Kids are unprepared for the intensity of those days and weeks and have no strategy for how to make decisions during that critical time. For kids living away from home, getting connected in either an off-campus church or on-campus Christian fellowship is linked with Sticky Faith in their freshman year.

Advice from College Students to High School Seniors:

  • Find a faith community at college and get connected.
  • Engage with your faith, including emerging questions and doubts.
  • Be prepared to be challenged.
  • Practice personal spiritual disciplines.

Contact with parents—whether by phone, email, or text—is related to practical and emotional adjustment to college.

Regardless of your son or daughter’s age, it is your job both to make sure that they are reasonably protected as well as to give them the space to roam into adulthood.
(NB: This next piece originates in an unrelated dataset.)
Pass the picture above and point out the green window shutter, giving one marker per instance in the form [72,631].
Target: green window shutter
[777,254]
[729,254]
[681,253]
Trusting God with your child means that while you are still his chosen representative to your kid, you rest knowing that it is God’s power and mercy that will protect them over the long haul.

Do they know that you love them unconditionally?  Most—and maybe all—of our children are in more subtle ways wondering if we can handle their failures.

Visit a variety of Churches. Given how challenging it is for college students to find churches, we encourage you to pull your son or daughter out of your own church. You’re using the time to visit a handful of other churches, perhaps on Sundays during the summer after graduation. As you travel together to different churches, worship with different congregations, and debrief afterward, your child will begin to think through what is important to them as they search for a new church away from home.

When you’re visiting colleges, help your son or daughter think about what faith might look like at that college.

College students face new temptations in spending their time and money, so you need to make a special effort to help your child come up with a plan for how they will wisely use both.  Work up a budget with them.  Develop a feasible schedule that includes classes, homework, job, church, and enough time with friends.

Create a “first two-week plan” with your child.  When will they go to church?  When will they study?  What will they do those first Thursday, Friday, and Saturday evenings?

One church pairs high school seniors with adult mentors from the congregation with the expectation that they will continue the mentoring relationship through at least the first year after high school.

The Ups and Downs of the Sticky Faith Journey

Ultimately, you want your child’s faith journey to lead to just that: your child’s faith.

Children who experience unconditional support are more likely to have Sticky Faith.  Our research shows that when kids don’t feel abandoned—but instead supported—by their parents and other adults, they are more likely to develop Sticky Faith.

When our kids falter and rebel, we need to not allow their current attitudes, behavior, or rhetoric to sway us from the course of loving and being there for them consistently.  This is really our only option. What matters most is who your child is at thirty rather than what is happening at twelve or seventeen.

Perhaps our most significant and summative finding regarding the influence of parents is this: how you express and live your faith will have, all things being equal, a greater impact on your child’s life than any other factor.

Restoration normally occurs through relationship.  Far more important than twisting your child’s arm to get them to darken the door at church is for them to know you are there for them—no matter what.

In everything we do, we seek to maintain and strengthen the trust relationship with our children, even as they are seeking their own space to find their way.  They have told us repeatedly that this was the single most significant gift we gave them during those times of searching. 

When all is said and done, your child’s faith journey must be their own.  It is ultimately between them and Jesus. Leave your child with Jesus.  Stick with Jesus always, and trust Jesus to always stick with you and your family.